Теперь Трифонов понял, почему не остается ничего после того, как очередной «чумной» покинет город, поверхность. Ведь если ушел, это все равно, что…
«Так просто?» — спросил бы Влад, увидь он картину Исхода очередного бывшего горожанина.
Но Никита мог лишь бояться. И потому со слезами проснулся. Занимался рассвет, солнце нехотя поднималось над горизонтом, чтобы через несколько часов снова погрузить замерзающий город во мрак.
А внизу, напротив, будет тепло и светло.
Никита вдруг ощутил, что злится. Странное чувство для ребенка, который умел лишь бояться.
10
Утром они пришли. Они были бледные, а кое-кто казался откровенно испуганным, но никто не пожелал остаться дома. Здесь были все: Влад и Мельников, Степан и Саня Белоспицын, Мартиков тоже был здесь и тоскливо смотрел в пол.
— Мы решили, что идти вам одним — это верная гибель. — Сказал Влад.
— А с вами — разве не верная? — спросил Дивер, не сумев однако сдержать благодарной улыбки.
— С нами — посмотрим, в конце концов, у нас ведь есть верный проводник. А с верным проводником откуда верная смерть?
Дивер снова улыбнулся. Оглядел пришедших. Одеты тепло, вооружены по полной программе. Бойцы! Все до единого найденные трофеи решили пустить в ход. Взяли три раритетных электрических фонаря на батарейках, не забыли и две керосиновые «летучие мыши». За окном падал приятный утренний снежок, засыпал подоконник толстым слоем белоснежного, совсем не городского снега. Через девственно гладкую поверхность быстрой стежкой проходили птичьи следы. Маленькая пичуга побывала здесь ночью, постучалась в стекло, а потом улетела. Может быть, она была розово-золотая, как во сне?
— Хорошо, что вы пришли, — сказал Никита Трифонов, выходя из близлежащей комнаты. — Нам надо идти, если вы не хотите, чтобы с вами сделали то, что бывает с людьми после Исхода.
— Эка испугал! — произнес Влад, входя. — Исход! Отбоялись мы твоего исхода. Да и разве не видно, над нами он не властен.

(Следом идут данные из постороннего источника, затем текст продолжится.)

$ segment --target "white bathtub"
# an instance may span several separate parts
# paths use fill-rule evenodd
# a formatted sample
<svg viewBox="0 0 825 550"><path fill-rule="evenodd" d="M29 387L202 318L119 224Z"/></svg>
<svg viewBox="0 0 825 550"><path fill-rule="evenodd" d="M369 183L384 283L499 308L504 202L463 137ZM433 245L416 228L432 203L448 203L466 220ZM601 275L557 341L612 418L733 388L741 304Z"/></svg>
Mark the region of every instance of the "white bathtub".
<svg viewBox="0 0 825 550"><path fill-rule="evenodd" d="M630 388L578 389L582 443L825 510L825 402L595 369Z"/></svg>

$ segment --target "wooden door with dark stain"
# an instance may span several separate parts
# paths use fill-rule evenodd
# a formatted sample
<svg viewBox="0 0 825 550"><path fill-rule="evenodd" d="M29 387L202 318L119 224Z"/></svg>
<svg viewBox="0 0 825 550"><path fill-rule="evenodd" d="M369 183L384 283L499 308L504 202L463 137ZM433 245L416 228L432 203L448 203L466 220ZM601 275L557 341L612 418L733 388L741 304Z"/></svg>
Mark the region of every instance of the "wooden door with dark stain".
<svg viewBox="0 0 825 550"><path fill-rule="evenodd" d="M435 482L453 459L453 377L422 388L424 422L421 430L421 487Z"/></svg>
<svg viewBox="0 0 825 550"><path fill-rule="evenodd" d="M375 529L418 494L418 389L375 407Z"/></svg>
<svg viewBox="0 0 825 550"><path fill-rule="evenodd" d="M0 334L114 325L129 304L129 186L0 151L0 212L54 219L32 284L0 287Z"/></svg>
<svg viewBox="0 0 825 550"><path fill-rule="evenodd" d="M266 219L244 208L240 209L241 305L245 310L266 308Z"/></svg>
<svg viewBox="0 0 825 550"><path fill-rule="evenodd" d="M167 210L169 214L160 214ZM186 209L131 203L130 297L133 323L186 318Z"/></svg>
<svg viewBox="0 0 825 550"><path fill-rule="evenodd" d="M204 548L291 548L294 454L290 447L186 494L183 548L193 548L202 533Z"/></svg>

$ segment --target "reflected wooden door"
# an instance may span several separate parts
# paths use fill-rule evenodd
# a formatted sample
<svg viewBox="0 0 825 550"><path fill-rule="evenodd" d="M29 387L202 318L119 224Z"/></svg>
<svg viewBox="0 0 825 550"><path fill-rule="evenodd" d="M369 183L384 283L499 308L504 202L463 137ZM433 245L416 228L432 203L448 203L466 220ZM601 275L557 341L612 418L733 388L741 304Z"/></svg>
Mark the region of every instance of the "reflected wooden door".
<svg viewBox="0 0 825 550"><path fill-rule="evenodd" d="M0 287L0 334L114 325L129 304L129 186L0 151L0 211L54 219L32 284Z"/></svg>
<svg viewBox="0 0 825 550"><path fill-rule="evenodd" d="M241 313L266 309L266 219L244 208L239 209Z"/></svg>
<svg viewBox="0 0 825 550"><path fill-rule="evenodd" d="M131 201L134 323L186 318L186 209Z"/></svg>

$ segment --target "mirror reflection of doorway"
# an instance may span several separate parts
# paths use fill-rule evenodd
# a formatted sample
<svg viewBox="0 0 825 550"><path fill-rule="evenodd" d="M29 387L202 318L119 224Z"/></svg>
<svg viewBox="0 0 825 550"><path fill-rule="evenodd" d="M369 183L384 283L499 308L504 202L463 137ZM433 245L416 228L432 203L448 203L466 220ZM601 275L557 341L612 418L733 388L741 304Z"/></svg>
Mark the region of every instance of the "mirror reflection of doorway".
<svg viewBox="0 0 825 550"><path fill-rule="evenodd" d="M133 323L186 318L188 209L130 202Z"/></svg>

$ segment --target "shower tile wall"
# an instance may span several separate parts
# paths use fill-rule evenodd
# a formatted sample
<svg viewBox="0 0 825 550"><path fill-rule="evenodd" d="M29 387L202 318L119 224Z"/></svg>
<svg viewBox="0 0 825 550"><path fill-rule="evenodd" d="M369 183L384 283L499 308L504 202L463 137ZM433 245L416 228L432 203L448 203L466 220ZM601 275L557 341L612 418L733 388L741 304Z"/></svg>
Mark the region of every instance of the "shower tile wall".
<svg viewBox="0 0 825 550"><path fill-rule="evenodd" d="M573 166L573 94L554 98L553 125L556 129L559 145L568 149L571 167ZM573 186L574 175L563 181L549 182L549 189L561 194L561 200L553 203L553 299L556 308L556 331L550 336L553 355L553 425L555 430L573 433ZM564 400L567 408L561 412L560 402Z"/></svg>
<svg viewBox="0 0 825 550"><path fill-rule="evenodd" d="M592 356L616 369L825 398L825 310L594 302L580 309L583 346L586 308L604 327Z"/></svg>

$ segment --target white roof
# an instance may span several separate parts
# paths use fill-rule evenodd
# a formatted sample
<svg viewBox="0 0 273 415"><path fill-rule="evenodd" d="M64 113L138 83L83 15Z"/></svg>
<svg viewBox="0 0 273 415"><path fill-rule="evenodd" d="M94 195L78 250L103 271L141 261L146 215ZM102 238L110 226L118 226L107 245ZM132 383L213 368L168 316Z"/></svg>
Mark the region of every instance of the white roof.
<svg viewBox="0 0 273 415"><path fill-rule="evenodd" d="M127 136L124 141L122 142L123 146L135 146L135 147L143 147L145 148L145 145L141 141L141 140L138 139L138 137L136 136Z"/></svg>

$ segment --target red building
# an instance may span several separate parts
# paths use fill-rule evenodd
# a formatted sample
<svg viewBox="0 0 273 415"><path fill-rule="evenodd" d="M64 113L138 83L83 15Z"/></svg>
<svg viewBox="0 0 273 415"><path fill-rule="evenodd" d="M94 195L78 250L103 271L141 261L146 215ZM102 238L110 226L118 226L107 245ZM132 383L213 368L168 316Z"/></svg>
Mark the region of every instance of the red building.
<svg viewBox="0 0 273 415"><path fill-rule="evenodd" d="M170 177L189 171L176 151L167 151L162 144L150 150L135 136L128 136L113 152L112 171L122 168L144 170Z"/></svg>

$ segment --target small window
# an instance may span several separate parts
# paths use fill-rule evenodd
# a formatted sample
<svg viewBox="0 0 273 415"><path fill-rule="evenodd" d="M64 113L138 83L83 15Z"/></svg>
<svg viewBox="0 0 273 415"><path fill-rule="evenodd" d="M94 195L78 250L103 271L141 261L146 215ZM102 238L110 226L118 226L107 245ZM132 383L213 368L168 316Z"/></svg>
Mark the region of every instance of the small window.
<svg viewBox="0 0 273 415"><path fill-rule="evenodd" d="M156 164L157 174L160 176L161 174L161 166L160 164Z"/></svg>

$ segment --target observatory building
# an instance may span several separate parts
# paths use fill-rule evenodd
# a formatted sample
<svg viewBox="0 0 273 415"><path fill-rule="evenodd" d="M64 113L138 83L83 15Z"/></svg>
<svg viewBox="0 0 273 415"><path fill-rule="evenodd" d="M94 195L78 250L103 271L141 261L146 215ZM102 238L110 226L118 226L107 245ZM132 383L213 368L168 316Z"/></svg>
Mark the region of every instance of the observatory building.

— Он властен над всеми, — тихо сказал Трифонов, — только одни приходят сами, а других, ловят, и…
— Да что ОНИ с ними делают! Что ОНИ вообще могут сделать?! — тут Влад осекся и глянул Никите в глаза. Тот смотрел горестно.
— Что… — хриплым голосом выговорил Сергеев, — неужели едят?
Трифонов не сказал ни да, ни нет, но почему-то всем стало ясно — так оно и есть.
— Хонорова берем? — спросил Степан.
— Не оставлять же его здесь. — Дивер спешно одевался, напяливал видавшую виды летную куртку, теплую и крепкую, — кому-то придется его вести, прикрывать.
— Я поведу, — кивнул Мельников, — как-никак, я его первым встретил.
— Вот так прозаично, — сказал Влад в пустоту, — разве так бывает?
— Только так и бывает, — Севрюк подтолкнул замершего Владислава, не стой, мол, столбом. — Жизнь вообще прозаична. Давайте, облачайте Хонорова, да пойдем.